The accusations stand as accusations for now, but the stakes look big enough that the industry watches closely.

Allstate hit with class action over alleged illegal Lyft insurance setup

That move stripped out medical and wage-loss coverage before anyone even filed a claim.

California law requires TNC insurance to act as primary coverage. It must cover all sums someone can legally recover as damages. The plaintiffs say North Light flipped that structure.

They point to policy text that makes TNC coverage secondary to other insurance, and another provision that bars payments if the rider qualifies for occupational accident coverage. State law only allows offsets for benefits actually paid, not hypothetical payouts.

The complaint claims this setup let North Light undercut competitors. If the exclusions slashed claim exposure, Lyft could buy cheaper premiums.

Riders funded the protection through per ride fees that Lyft calculated could reach six dollars in California. That’s where the scheme allegedly turned profitable.

North Light’s status adds another wrinkle. It operates as a surplus lines insurer. That puts it outside California’s standard regulatory framework and out of the California Insurance Guarantee Association.

If the company collapses, policyholders have no state backed cushion.
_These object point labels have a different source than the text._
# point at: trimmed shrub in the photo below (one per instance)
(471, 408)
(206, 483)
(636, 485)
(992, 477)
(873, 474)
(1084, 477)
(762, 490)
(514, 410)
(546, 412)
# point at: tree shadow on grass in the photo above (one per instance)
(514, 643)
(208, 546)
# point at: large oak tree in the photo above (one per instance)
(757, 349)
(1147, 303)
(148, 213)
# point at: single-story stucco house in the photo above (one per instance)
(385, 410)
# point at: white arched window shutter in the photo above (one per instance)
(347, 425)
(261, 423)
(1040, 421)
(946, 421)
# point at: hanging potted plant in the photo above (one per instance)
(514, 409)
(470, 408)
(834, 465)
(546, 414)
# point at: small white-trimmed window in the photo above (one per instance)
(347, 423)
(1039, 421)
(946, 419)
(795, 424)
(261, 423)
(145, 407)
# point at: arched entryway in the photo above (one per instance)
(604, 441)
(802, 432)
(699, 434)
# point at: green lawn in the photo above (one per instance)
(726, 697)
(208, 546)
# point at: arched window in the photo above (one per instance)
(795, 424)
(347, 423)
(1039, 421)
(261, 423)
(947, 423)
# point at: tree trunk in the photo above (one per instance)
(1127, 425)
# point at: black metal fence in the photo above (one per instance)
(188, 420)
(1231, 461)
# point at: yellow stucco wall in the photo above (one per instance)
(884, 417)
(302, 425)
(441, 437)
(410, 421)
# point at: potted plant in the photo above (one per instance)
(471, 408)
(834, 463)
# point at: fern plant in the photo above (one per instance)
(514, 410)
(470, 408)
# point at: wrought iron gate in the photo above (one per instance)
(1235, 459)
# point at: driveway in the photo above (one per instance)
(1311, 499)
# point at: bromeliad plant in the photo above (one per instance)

The plaintiffs say that risk compounds everything else.

They also drag Allstate directly into the mix. The complaint argues Allstate didn’t just own North Light, but shaped and directed the entire approach.

Shared leadership, shared offices, shared systems. John Moran, an Allstate vice president, also served as president of North Light. The filing treats that overlap as evidence of control, not coincidence.

The proposed class could include anyone in California who paid for Lyft rides in that two year span. Lyft operated statewide, so the class size could balloon once discovery hits.

The plaintiffs want declarations that the policies violate California law, restitution of premiums, compensatory damages, and punitive damages. They accuse the companies of intentional conduct involving malice, oppression, and fraud.